I’m turning a corner
What does that mean?
I don’t know
What’s next?
I don’t know
What now?
I trust
For the last few months things have been shifting. How? I can’t tell you. Some of it has been inner work as I release, at a deeper level, some of what I took on as a child and throughout my life that does not serve me. Hurts, self-doubt, fear of being seen, not believing I matter….all resurfacing so I can more consciously say, “I forgive myself and others. I let go. I just am.”
I’m learning to live in liminal space, the time between the ‘what was’ and the ‘next’.
I’m practicing becoming self aware vs self obsessed. Noticing the mental chatter, the mind busy planning, reacting, telling my story yet again. I then consciously breath and focus on doing whatever it is I’m doing. What’s my body feeling? Breath. Really see the carrot I’m cutting or the weeds I’m pulling. Breath. Feel whatever emotion arises but don’t start telling a story about it. Breath. And Life continues to unfold in me and around me.

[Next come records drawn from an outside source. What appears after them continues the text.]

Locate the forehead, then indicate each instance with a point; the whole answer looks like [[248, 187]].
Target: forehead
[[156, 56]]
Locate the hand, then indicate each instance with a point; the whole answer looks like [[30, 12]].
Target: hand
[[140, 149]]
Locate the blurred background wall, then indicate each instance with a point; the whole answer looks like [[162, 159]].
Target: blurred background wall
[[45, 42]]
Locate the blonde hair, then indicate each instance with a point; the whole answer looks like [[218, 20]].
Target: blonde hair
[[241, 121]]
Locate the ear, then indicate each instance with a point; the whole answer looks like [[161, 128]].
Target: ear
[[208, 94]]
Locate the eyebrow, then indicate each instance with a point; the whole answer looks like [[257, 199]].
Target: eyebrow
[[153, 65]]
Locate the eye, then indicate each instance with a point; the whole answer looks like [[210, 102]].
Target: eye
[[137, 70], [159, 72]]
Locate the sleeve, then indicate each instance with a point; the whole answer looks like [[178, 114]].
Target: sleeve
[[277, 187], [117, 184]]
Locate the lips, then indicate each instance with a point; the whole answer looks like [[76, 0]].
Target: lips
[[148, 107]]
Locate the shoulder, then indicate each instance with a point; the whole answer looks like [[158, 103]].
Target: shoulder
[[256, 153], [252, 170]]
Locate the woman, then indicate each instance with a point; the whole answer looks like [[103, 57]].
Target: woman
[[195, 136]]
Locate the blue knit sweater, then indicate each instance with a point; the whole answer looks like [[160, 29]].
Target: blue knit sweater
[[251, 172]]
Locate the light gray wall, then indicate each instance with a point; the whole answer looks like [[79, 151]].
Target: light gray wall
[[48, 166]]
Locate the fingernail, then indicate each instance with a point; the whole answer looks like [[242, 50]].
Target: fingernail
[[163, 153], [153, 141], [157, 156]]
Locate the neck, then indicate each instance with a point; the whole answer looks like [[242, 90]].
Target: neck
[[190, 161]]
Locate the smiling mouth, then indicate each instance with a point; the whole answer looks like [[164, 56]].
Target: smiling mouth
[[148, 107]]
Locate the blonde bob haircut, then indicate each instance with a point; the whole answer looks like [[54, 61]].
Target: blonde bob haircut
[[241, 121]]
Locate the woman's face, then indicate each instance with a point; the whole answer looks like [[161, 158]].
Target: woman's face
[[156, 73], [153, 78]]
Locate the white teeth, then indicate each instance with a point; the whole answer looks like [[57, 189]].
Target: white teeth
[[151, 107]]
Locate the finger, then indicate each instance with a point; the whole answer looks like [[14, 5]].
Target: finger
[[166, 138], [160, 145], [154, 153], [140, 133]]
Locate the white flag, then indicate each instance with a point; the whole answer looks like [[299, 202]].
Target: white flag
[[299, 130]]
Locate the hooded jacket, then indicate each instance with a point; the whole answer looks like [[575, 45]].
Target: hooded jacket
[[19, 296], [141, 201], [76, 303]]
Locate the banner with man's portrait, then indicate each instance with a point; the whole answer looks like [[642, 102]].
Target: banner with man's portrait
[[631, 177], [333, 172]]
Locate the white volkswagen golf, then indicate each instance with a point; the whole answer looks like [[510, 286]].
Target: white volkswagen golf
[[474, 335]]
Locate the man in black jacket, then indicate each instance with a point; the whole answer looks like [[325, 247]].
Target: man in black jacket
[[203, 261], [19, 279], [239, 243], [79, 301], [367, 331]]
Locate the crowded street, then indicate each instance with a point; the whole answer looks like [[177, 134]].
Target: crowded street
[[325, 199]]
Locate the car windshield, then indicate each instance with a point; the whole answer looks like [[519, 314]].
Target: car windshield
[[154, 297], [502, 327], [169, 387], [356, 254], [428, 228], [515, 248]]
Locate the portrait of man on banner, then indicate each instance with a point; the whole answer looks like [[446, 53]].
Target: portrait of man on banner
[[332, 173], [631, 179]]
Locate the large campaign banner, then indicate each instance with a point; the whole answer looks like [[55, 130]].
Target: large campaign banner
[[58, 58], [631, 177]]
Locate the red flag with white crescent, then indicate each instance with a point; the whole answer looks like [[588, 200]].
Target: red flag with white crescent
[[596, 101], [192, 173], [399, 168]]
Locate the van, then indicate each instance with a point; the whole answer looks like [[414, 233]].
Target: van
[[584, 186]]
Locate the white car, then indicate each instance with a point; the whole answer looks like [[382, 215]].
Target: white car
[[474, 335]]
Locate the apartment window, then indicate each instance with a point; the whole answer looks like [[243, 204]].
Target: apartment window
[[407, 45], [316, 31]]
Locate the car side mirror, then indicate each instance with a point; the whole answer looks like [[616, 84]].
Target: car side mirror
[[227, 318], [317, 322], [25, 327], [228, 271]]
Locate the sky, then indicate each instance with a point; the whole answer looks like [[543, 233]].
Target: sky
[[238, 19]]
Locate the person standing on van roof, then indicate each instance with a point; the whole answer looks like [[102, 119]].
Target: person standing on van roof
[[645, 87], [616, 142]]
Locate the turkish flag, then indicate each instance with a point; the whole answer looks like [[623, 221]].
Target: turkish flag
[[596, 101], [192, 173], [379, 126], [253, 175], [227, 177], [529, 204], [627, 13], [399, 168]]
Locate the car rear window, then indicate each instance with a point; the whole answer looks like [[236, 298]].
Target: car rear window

Simply experiencing what is brings peace. I’m beginning to trust. I pay attention to the little surprises and notice how things work out in ways I couldn’t possibly expect (another blog). I continue to practice.
Thank you, Barbara.
Life is weird, isn’t it!
For years now, I have lived each day as if it is my last. I like the worry that leaves when I think of that possibility, the freedom that comes with the possibility that this is my last day.

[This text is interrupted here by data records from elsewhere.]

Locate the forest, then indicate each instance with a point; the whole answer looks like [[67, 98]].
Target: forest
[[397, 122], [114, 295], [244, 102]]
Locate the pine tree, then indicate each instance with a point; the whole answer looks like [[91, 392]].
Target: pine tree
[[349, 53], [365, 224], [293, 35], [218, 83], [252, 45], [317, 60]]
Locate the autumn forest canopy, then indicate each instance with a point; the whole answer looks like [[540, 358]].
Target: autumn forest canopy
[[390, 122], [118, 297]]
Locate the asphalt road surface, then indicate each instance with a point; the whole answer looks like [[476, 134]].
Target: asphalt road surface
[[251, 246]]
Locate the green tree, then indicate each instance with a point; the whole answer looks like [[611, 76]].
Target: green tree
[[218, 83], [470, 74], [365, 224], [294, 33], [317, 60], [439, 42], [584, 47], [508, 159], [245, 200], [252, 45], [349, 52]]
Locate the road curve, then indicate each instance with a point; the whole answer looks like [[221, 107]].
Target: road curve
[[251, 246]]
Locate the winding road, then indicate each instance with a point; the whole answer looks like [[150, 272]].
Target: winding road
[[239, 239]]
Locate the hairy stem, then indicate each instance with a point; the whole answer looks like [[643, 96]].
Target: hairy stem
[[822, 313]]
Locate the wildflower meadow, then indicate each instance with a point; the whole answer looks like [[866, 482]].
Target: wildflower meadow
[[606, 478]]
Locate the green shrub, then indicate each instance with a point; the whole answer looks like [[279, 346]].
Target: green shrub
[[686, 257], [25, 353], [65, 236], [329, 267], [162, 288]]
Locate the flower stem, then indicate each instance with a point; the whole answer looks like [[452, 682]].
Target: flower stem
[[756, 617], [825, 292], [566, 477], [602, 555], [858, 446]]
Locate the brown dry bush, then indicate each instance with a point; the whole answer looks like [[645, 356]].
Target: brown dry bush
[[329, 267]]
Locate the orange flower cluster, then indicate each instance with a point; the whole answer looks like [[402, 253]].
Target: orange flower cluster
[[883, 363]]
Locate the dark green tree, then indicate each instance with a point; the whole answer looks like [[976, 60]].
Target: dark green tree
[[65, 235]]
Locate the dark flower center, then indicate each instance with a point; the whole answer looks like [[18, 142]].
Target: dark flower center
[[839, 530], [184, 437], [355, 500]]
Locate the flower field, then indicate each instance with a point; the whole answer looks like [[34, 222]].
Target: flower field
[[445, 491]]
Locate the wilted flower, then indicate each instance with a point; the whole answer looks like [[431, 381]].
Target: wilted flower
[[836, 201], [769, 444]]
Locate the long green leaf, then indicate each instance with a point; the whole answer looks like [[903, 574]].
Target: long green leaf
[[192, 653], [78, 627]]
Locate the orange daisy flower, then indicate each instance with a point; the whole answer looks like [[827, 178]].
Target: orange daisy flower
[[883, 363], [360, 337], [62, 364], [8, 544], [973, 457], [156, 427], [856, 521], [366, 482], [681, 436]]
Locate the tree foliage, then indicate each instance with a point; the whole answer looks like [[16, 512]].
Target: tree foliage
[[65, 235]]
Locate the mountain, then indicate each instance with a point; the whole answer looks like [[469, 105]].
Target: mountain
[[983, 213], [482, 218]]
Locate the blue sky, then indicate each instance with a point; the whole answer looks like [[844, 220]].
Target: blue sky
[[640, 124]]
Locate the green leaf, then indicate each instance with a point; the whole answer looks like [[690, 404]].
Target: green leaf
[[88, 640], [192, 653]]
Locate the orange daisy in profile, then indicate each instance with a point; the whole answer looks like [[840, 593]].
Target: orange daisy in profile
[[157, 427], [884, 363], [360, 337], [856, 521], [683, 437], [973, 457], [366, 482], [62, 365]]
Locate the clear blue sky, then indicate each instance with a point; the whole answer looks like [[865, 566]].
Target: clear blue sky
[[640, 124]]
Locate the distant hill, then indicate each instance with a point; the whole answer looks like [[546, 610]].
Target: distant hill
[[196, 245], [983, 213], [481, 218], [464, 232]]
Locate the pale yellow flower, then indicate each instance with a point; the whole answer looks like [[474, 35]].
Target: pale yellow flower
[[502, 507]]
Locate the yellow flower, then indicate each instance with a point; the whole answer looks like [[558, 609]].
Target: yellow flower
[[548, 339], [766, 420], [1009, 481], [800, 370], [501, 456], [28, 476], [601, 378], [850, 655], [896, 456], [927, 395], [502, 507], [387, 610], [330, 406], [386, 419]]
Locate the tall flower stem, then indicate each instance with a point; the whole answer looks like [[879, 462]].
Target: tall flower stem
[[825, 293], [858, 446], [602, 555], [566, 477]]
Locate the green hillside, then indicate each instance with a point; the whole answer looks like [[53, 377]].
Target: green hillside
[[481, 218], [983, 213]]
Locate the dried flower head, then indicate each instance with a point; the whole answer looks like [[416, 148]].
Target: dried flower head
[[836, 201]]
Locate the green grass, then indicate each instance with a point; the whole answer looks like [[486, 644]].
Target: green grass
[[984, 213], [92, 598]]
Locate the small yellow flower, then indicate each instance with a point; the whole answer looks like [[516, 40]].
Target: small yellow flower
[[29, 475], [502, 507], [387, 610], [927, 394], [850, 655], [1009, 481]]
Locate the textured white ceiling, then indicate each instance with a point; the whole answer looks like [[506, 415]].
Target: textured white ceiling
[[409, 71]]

Your post resonates with me and how my life is unfolding. So much is going on around me, but I am learning to step back and breathe and look and feel. It sounds simple but it takes a commitment to avoid distractions. You matter. We all matter. Sometimes we become our own cheerleaders and that’s growth, for me, at least.
Thank you for this!
Love to see you posting again! You always bring such wisdom, like this!
I love this, Barbara. I call what I am doing along these lines “dogmental” I made it up this week. Staying in the present, breathing, noticing my insides and being with what I feel and think. Doing what makes sense. The churning up of my old stuff is really amped up lately in my dream time and when I am awake. I am learning how to love my Self better and to respect myself better. It is fun really. Thank God for forgiveness which heals the wounds I have kept reinfecting with denial and judgement. Accepting myself as I am is my main work now but it is exciting and fun , too. Going where no woman or man as gone before!